Bunter Staub.

Inspiration, Prosa

Weisst du noch, wie wir im Sommer mit bunter Kreide Herzchen auf den Asphalt gemalt haben? Ganz viele kleine und dann ein ganz großes außen rum. Du von der einen Seite, ich von der anderen. Oben, in der Mitte, dort wo die zwei geschwungenen Linien zusammenlaufen, haben wir uns getroffen. Manchmal haben wir uns sogar den Kopf gestoßen dabei – vor lauter Eifer. Was haben wir gekichert, waren doch unsere guten Sonntagsklamotten von oben bis unten voll mit buntem Staub. Wir haben Zebrastreifen gemalt und uns ein buntes Pony in den Garten gewünscht. „Wenn wir ganz fest dran glauben, während wir die Samen der Pusteblume gen Himmel hauchen, dann steht morgen nach dem Aufwachen vielleicht eines im Garten. Ziemlich sicher sogar“. Du warst so klein und deine feinen Haare wogen sich immer ganz sanft im Wind, wenn du unten auf dem Bordstein saßst, in deiner gelben Hose und dem dunkelblauen T-Shirt. Manchmal hast du dir einen kleinen Laden gemalt und selbstgepflückte Blumen verkauft. Für einen Pfennig. Vielleicht auch zwei.  Es war Sommer und roch nach frisch gemähtem Gras. Doch irgendwas lag in der Luft, irgendetwas, das den nahenden Herbst ankündigte. Als Kind denkt man ja, der Sommer sei endlos. Die sechs Wochen Sommerferien kommen dir wie eine Ewigkeit vor. Jeder Tag wie ein Jahr. Das verlernen wir irgendwie mit dem Alter. Da ist dann immer zu wenig Zeit hier, zu wenig Zeit da. Alles muss schnell gehen und keiner hat mehr Zeit. Trotzdem machen alle irgendwas. Immer. Wo geht sie denn hin, die Zeit?

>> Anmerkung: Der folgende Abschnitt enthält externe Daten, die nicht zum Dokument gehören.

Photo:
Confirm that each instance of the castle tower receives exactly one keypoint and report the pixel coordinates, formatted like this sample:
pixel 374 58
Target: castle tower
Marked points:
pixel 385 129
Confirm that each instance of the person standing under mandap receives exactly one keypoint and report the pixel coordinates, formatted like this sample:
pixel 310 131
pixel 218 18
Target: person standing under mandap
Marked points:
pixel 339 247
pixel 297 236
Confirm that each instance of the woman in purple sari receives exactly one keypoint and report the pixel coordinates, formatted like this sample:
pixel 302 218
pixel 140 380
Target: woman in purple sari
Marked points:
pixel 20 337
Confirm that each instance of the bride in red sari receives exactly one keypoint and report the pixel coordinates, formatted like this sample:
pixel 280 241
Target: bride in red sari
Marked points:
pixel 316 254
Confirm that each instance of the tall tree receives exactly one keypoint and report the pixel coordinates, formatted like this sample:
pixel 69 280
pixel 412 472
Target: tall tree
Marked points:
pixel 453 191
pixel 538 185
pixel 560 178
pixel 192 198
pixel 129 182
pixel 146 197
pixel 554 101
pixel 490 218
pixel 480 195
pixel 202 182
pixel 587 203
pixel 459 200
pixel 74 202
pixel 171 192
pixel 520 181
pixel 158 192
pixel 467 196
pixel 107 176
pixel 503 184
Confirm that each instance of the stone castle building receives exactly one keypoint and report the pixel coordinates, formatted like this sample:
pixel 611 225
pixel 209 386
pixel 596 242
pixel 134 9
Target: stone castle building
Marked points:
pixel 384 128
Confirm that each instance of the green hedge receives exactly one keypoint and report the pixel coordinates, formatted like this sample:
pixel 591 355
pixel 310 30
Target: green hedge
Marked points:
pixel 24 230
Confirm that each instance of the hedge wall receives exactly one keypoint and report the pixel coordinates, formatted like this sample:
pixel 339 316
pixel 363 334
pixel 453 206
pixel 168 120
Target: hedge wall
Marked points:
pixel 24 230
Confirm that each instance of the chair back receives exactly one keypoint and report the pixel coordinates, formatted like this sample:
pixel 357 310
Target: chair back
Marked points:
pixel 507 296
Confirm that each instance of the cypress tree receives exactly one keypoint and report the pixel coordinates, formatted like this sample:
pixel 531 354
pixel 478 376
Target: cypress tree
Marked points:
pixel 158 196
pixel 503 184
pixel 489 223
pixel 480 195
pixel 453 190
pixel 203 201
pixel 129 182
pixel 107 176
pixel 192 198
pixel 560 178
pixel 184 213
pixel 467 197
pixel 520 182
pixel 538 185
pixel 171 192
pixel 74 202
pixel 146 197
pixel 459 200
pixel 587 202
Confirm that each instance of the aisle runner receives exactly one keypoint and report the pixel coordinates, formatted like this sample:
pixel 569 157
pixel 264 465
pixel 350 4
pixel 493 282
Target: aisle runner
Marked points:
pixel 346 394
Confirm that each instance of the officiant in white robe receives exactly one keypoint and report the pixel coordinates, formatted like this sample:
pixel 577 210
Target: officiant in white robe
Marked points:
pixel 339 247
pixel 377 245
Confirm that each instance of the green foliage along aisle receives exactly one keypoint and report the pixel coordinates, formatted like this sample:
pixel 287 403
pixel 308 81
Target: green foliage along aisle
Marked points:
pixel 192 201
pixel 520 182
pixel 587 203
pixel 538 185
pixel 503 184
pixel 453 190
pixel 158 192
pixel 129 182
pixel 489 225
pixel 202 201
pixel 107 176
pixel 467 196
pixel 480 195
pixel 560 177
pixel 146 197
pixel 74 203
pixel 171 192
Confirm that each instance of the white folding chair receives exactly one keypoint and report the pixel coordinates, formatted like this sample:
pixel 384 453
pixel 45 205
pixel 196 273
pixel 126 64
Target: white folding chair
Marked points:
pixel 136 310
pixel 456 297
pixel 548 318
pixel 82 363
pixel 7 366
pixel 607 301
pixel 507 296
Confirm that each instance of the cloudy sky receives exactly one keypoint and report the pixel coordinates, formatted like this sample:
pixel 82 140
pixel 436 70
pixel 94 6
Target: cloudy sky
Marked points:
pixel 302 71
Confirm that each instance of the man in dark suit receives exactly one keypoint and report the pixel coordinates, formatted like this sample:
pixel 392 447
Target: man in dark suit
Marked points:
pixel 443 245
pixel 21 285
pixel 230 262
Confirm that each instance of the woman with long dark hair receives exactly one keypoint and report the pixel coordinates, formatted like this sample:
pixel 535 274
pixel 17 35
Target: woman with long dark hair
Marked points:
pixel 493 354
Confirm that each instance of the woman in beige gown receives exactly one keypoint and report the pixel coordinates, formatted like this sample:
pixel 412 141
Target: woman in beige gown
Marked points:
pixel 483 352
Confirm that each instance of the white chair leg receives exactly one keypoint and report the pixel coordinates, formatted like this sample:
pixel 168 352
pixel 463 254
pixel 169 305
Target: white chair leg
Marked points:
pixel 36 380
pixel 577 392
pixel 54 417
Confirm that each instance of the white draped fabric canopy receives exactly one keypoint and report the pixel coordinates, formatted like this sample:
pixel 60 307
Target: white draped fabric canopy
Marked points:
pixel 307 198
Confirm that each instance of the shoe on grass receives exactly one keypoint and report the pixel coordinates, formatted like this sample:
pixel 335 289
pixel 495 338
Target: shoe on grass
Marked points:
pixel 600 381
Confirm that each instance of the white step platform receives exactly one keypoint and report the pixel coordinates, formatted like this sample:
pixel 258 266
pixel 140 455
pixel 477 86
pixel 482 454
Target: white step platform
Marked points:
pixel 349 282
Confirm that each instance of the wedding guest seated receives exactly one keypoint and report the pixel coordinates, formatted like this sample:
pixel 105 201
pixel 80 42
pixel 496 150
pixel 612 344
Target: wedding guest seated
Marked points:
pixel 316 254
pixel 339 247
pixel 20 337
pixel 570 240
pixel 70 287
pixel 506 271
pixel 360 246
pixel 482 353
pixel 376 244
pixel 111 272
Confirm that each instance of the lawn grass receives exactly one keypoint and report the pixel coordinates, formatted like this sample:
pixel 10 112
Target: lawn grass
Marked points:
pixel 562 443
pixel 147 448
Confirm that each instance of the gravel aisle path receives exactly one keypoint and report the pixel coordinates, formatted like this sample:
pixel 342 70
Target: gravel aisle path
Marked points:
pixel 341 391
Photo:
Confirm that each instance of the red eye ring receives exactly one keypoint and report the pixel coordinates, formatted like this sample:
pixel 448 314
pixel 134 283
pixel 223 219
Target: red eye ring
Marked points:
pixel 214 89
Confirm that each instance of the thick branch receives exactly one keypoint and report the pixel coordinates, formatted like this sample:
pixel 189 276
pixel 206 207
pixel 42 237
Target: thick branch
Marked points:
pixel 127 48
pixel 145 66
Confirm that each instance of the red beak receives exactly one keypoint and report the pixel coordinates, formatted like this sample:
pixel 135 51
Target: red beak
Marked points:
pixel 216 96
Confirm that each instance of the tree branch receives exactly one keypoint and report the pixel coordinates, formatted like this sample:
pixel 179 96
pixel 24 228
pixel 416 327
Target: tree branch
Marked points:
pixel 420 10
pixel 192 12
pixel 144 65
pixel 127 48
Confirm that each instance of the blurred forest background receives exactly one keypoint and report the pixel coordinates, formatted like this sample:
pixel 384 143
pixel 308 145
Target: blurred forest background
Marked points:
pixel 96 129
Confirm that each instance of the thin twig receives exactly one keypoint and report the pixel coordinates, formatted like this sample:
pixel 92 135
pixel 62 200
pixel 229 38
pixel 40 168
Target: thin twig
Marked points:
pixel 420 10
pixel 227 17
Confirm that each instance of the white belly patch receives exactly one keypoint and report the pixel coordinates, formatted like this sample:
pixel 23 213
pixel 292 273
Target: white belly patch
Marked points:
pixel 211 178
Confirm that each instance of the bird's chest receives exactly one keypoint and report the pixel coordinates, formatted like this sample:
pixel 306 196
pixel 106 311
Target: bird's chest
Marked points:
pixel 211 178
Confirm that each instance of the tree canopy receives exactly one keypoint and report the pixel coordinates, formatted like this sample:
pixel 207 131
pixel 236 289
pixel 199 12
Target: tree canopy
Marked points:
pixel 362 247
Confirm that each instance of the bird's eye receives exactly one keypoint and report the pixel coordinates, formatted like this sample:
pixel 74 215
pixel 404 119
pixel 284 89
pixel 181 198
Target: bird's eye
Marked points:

Samstags durften wir manchmal länger aufbleiben und dann kommt dir der Tag noch viel länger vor. Frisch geduscht gab es Abendbrot und es schmeckte besser, wenn man die Stulle in kleine Stücke schnitt und die Rinde ab. Und sowieso schmeckte das Brot des Andern immer besser. Kauend und kichernd saßen wir da. Im Hintergrund lief leise die Sportschau und wir hielten uns die Bäuche – vor Lachen und dem vielen Eis, das es manchmal noch zum Nachtisch gab. Weisst du noch, wie ich dir den Kopf gestreichelt habe, bis du endlich eingeschlafen bist? Geträumt haben wir von dem Pony im Garten und Ausritten zum Mond und es war so real, dass wir am nächsten Morgen Muskelkater in den Oberschenkeln hatten vom Reiten. Weisst du all das noch? Immer, wenn samstags die Sportschau leise im Hintergrund läuft, überkommt mich ein Gefühl von Heimat und ich rieche das Shampoo in deinen weichen Haaren. Ab und an wünsche ich mir die Zeit zurück, in der man sich eine ganze Welt aus Kreide malen kann. Und manchmal, wenn es regnet beobachte ich den bunten Matsch, den die dicken Tropfen in den Gully spülen und frage mich, wo ist sie geblieben, die Zeit?